Nous, Martiniquais, avons beaucoup à apprendre de l'expérience haïtienne.
Ce, sans doute trop long mais nécessaire détour, ne m'a pas éloigné de l'objet de cet article et de son titre : le 29 juillet 1969, je me trouvais, en effet, à Port-au-Prince et je ne savais pas que ce jour-là, on fêtait la création du corps des Volontaires de la Sécurité Nationale plus connus sous le sobriquet de "Tontons-macoutes". A l'hôtel où j'étais descendu la veille, son propriétaire, dont le patronyme était celui d'une province du sud de la France, me regarda d'un air effaré quand le lendemain matin, le 29 donc, la personne qui m'accompagnait et moi-même lui avions demandé comment se rendre au Palais National.

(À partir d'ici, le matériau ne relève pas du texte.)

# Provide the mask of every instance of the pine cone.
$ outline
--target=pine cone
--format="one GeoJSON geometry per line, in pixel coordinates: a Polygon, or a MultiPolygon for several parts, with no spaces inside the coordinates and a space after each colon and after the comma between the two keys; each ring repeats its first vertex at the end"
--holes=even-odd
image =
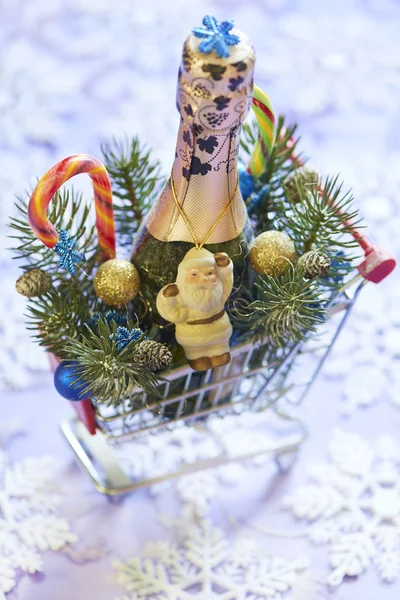
{"type": "Polygon", "coordinates": [[[22,296],[33,298],[34,296],[42,296],[51,288],[51,277],[41,269],[32,269],[26,271],[18,278],[15,284],[16,290],[22,296]]]}
{"type": "Polygon", "coordinates": [[[301,190],[309,189],[318,185],[318,173],[311,169],[300,169],[295,171],[284,185],[286,198],[291,204],[301,201],[301,190]]]}
{"type": "Polygon", "coordinates": [[[297,264],[304,269],[306,279],[315,279],[327,274],[331,266],[331,259],[323,252],[310,250],[300,256],[297,264]]]}
{"type": "Polygon", "coordinates": [[[135,362],[147,367],[149,371],[166,369],[172,363],[172,354],[167,346],[154,340],[144,340],[135,345],[132,358],[135,362]]]}

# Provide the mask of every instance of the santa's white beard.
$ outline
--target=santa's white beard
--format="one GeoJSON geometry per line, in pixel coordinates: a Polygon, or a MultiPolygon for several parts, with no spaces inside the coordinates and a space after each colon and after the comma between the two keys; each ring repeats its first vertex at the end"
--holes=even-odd
{"type": "Polygon", "coordinates": [[[220,302],[223,294],[222,281],[216,283],[186,283],[178,284],[179,294],[186,306],[200,312],[208,312],[220,302]],[[205,288],[205,289],[201,289],[205,288]]]}

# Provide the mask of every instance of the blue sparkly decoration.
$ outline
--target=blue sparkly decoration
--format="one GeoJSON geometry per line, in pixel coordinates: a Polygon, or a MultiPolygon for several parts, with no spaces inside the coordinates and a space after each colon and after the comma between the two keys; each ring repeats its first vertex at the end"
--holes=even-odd
{"type": "Polygon", "coordinates": [[[54,250],[60,256],[60,267],[68,269],[71,275],[75,274],[75,265],[85,260],[85,255],[75,250],[76,241],[70,238],[65,229],[61,229],[60,237],[54,250]]]}
{"type": "Polygon", "coordinates": [[[101,321],[102,318],[103,318],[103,315],[101,313],[95,312],[90,315],[90,317],[86,321],[85,325],[87,325],[88,327],[90,327],[90,329],[93,329],[95,331],[97,329],[98,322],[101,321]]]}
{"type": "Polygon", "coordinates": [[[140,339],[147,340],[147,337],[138,328],[129,330],[127,327],[118,327],[115,334],[110,335],[110,340],[114,340],[118,350],[123,350],[130,342],[137,342],[140,339]]]}
{"type": "Polygon", "coordinates": [[[107,323],[116,323],[117,325],[126,326],[128,317],[121,315],[117,310],[108,310],[105,314],[107,323]]]}
{"type": "Polygon", "coordinates": [[[238,166],[239,171],[239,187],[243,200],[247,200],[254,192],[254,177],[251,173],[246,171],[246,167],[243,163],[238,166]]]}
{"type": "Polygon", "coordinates": [[[269,198],[270,186],[268,183],[263,185],[261,190],[255,194],[247,205],[247,211],[251,213],[262,213],[266,208],[266,203],[269,198]]]}
{"type": "Polygon", "coordinates": [[[82,390],[82,383],[73,383],[78,377],[75,371],[77,364],[75,361],[60,362],[54,372],[54,387],[57,392],[63,398],[73,402],[87,397],[82,390]]]}
{"type": "Polygon", "coordinates": [[[324,277],[321,277],[322,281],[333,281],[336,284],[341,283],[344,279],[344,274],[349,270],[350,263],[346,260],[343,260],[345,257],[343,250],[336,252],[335,257],[331,257],[329,273],[324,277]]]}
{"type": "Polygon", "coordinates": [[[100,312],[92,313],[86,321],[86,325],[93,331],[96,331],[99,321],[102,320],[106,321],[109,325],[116,323],[117,325],[126,326],[128,323],[126,315],[121,315],[117,310],[108,310],[104,315],[100,312]]]}
{"type": "Polygon", "coordinates": [[[198,38],[203,38],[199,44],[200,52],[210,54],[213,50],[220,58],[229,56],[228,46],[236,46],[240,42],[237,35],[229,33],[233,27],[233,21],[222,21],[218,23],[215,17],[207,15],[203,19],[203,27],[195,27],[193,33],[198,38]]]}

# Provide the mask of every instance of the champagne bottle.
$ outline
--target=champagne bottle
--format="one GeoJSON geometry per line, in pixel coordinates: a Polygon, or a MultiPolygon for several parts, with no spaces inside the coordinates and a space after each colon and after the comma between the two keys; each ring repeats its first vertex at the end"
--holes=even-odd
{"type": "Polygon", "coordinates": [[[229,46],[226,58],[215,50],[202,52],[202,40],[193,34],[183,46],[171,178],[141,224],[132,252],[152,311],[158,291],[175,281],[179,263],[196,244],[231,257],[234,295],[249,289],[246,256],[253,236],[237,162],[241,126],[252,101],[254,50],[242,32],[230,33],[238,43],[229,46]]]}

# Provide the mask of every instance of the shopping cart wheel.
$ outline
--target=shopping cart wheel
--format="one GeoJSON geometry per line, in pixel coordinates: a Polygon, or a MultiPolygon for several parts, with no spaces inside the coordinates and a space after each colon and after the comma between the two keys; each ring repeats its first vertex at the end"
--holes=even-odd
{"type": "Polygon", "coordinates": [[[294,465],[297,451],[281,452],[275,456],[275,463],[280,473],[287,473],[294,465]]]}
{"type": "Polygon", "coordinates": [[[107,496],[107,500],[109,504],[112,504],[113,506],[119,506],[125,500],[125,496],[123,496],[122,494],[118,494],[115,496],[107,496]]]}

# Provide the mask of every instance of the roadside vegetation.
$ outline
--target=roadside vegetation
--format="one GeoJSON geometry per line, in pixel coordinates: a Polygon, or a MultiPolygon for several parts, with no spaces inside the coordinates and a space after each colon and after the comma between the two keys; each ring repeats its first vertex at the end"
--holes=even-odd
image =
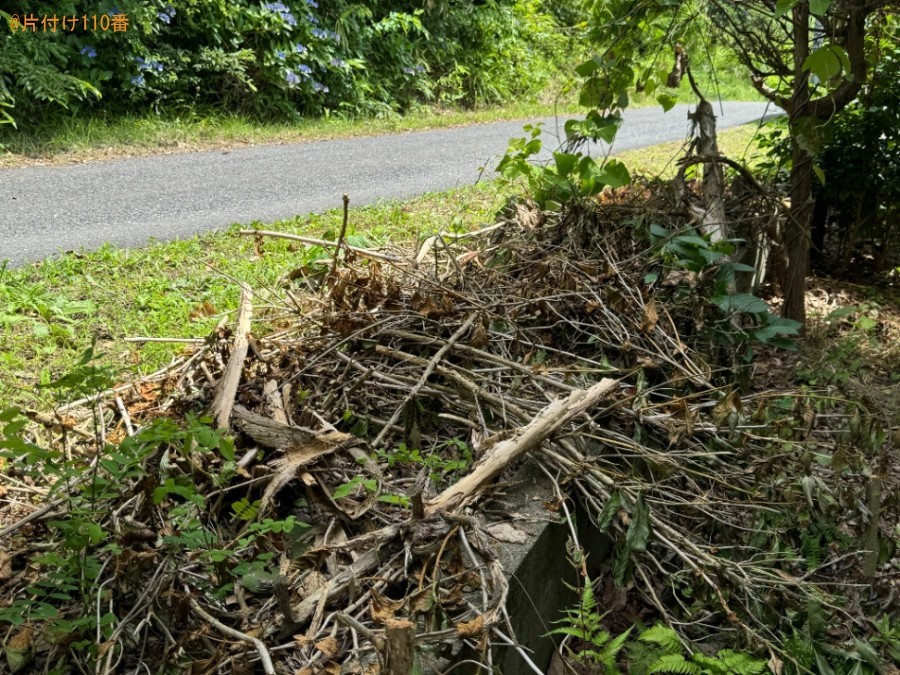
{"type": "MultiPolygon", "coordinates": [[[[95,137],[17,152],[88,157],[148,105],[169,112],[144,149],[180,106],[358,133],[562,79],[588,112],[544,163],[524,127],[493,182],[0,269],[8,669],[531,663],[496,555],[529,540],[509,500],[531,455],[569,534],[551,670],[896,675],[900,5],[324,5],[4,38],[42,68],[0,60],[8,121],[112,92],[95,137]],[[716,134],[751,76],[787,119],[716,134]],[[689,142],[584,152],[684,97],[689,142]]],[[[206,116],[176,143],[222,142],[206,116]]],[[[246,133],[296,140],[282,124],[246,133]]]]}

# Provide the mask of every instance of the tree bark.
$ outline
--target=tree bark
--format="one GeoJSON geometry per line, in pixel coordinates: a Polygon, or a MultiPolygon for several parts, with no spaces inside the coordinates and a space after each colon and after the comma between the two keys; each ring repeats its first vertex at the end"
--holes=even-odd
{"type": "Polygon", "coordinates": [[[798,140],[798,124],[809,115],[809,72],[803,63],[809,56],[809,3],[794,6],[794,93],[789,106],[791,125],[791,210],[784,225],[788,257],[782,282],[781,315],[806,326],[806,275],[809,272],[809,226],[812,221],[812,157],[798,140]]]}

Nous avions, en effet, admiré ce magnifique bâtiment sur photo et tenions à le voir en vrai. L'hôtelier nous dit d'aller tout droit, de continuer la même rue, mais sa voix nous sembla étrange. Son regard aussi.
Au-dehors, alors qu'il faisait grand soleil et qu'on n'était pas un dimanche, nous découvrîmes une rue absolument vide tout comme celles qui se trouvaient le long de notre chemin, soit celles qui lui étaient parallèles soit celles qui la coupaient. Un vide sidéral ! Un silence "total-kapital" comme dit le créole haïtien. Nous finîmes par arriver au but après une bonne demi-heure de marche. La blancheur immaculée du Palais National nous aveugla, sa magnifique architecture nous éblouit. Nous pressâmes alors le pas et stupéfaction ! Du bleu, du bleu, du bleu partout ! Une foule compacte d'hommes habillés en toile bleue semblable à celle des jeans. Elle était massée devant les grilles, fermées, du Palais National et tournait le dos à ce dernier. Ces hommes, parmi lesquels de rares femmes, bavardaient, rigolaient, buvaient au goulot de la bière ou du "clairin" (rhum).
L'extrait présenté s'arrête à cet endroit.